Bunlardan biri de 16 Mart katliamıdır. İstanbul’da katledilen üniversite öğrencileri, devletin tüm gençlere verdiği gözdağıydı.

Baskı ortamına; toplumsal hakları kısıtlamak amacıyla anayasa başta olmak üzere yasaların değiştirilmesi eşlik ediyordu.

1961 Anayasasının “fazla geniş” olduğu söylenerek, daha tamamı kullanılamadan emekçilerin hakları kısıtlandı, elbette devletin baskı yetkisi arttırıldı.

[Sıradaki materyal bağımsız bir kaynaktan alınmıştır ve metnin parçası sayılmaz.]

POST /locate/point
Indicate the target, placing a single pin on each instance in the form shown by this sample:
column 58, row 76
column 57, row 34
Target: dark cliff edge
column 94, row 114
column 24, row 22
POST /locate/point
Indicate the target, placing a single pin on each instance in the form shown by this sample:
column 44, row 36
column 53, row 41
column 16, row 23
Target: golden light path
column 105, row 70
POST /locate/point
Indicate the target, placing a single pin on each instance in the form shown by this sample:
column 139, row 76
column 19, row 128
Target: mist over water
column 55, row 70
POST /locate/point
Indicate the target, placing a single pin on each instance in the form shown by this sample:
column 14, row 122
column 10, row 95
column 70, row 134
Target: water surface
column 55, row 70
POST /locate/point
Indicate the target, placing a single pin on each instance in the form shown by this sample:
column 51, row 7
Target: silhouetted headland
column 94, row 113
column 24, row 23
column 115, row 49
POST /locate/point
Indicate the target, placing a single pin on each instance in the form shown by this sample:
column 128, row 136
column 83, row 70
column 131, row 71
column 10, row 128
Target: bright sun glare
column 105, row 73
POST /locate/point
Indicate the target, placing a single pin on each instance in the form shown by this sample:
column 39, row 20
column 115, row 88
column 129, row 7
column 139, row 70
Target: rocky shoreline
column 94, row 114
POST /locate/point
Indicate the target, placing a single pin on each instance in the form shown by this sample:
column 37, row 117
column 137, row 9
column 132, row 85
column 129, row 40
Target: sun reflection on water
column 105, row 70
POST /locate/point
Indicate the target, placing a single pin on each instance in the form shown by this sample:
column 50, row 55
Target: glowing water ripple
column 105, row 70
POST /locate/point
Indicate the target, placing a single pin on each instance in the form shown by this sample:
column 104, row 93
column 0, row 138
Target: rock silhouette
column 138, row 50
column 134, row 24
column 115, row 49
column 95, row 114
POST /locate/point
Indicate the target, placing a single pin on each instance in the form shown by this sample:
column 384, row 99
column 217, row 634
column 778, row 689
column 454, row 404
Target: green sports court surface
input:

Tüm tedbirlere rağmen, işçi sınıfını geriletmek, istenilen hizaya çekmek tam olarak mümkün olmadı. Çünkü emekçiler, birlikte olmanın, hak almanın, örgütlenmenin, hakkını savunmanın, ne olduğunu biraz dahi olsa öğrenmişlerdi.

İşçi sınıfını gerileten asıl darbe 12 Eylül 1980 askeri darbesi oldu.

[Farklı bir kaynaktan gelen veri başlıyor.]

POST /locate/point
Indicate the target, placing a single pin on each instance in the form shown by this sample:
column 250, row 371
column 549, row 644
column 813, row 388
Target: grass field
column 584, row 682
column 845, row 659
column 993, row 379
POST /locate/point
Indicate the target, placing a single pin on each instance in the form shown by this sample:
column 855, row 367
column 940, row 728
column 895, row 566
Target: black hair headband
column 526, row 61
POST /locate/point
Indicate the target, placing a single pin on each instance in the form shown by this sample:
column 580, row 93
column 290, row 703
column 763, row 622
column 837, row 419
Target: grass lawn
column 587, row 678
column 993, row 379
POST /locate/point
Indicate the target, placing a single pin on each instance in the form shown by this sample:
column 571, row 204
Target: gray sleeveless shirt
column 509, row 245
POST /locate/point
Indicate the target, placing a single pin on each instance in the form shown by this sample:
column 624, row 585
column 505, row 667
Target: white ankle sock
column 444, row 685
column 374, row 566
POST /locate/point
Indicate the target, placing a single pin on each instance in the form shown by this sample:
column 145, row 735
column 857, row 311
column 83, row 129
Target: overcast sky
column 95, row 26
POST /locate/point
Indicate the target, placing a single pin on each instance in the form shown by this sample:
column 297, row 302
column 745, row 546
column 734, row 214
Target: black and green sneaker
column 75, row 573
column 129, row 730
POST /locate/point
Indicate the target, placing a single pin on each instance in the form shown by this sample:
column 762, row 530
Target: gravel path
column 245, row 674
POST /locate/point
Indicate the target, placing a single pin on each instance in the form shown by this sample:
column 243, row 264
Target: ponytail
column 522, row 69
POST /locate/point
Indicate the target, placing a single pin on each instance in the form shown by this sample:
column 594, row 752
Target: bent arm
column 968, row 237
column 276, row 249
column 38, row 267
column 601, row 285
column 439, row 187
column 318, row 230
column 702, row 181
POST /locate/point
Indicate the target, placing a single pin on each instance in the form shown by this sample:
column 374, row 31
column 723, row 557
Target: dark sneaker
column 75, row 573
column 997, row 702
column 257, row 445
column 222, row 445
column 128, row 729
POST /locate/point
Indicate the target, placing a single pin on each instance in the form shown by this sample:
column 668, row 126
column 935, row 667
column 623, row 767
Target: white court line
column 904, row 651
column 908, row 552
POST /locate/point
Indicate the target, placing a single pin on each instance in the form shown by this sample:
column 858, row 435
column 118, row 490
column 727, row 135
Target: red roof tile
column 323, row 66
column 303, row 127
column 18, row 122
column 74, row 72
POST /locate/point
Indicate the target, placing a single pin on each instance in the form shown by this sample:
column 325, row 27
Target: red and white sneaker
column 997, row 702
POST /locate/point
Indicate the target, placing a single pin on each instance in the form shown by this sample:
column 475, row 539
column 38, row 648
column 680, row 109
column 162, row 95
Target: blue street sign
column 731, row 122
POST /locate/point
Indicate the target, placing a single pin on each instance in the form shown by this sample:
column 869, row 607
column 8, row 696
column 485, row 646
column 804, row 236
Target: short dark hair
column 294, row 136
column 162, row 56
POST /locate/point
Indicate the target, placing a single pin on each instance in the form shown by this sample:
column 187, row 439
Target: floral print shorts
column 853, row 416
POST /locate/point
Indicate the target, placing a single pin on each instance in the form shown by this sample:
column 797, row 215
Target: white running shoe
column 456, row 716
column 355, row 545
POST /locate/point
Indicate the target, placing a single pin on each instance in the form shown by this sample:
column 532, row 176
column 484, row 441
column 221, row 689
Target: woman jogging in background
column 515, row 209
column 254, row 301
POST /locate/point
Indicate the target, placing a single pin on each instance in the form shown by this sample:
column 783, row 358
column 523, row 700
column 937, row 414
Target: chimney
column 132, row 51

12 Mart 1995 Gazi katliamı ise Gazi mahallesinde iki kahvehanenin kurşunlanarak 3 kişinin öldürülmesiyle başladı. Mahalle halkının bunu protesto etmesini bahane eden polis, asker gözetiminde 9 kişiyi daha katletti.

Devletin derin bir ekonomik ve siyasi kriz içinde bulunduğu bir dönemde uygulanan bu katliam, hak talep etmek isteyecek emekçi ve yoksul kitlelere, kürt ve alevilere gözdağıydı.

Emekçiler, yoksullar ve ezilen haklar, kendi tarihlerine ne kadar geriye gidip bakarlarsa o kadar baskı ve katliam görecektir. Burjuvazinin düzeni, süslü giysiler, sözler, teknolojik aletler kullansa da, bugün bile düzenine itiraz eden kitleleri katletmekten geri durmuyor.

Tüm bu anlatılanlardan mart ayının takvimden kaldırılması sonucu çıkmamalı. Ne yazık ki, işçi sınıfına ve halklara yapılan baskılar, sadece bu ayla ve anlatılanlarla sınırlı değil.


Ana sayfa | İletişim | Site planı | |

Site yaşamını izle tr  Site yaşamını izle Arşiv  Site yaşamını izle Arşiv 2016  Site yaşamını izle Sınıf Mücadelesi Sayı : 214 - 2 Nisan 2016  Site yaşamını izle Anma... Anma... Anma...   ?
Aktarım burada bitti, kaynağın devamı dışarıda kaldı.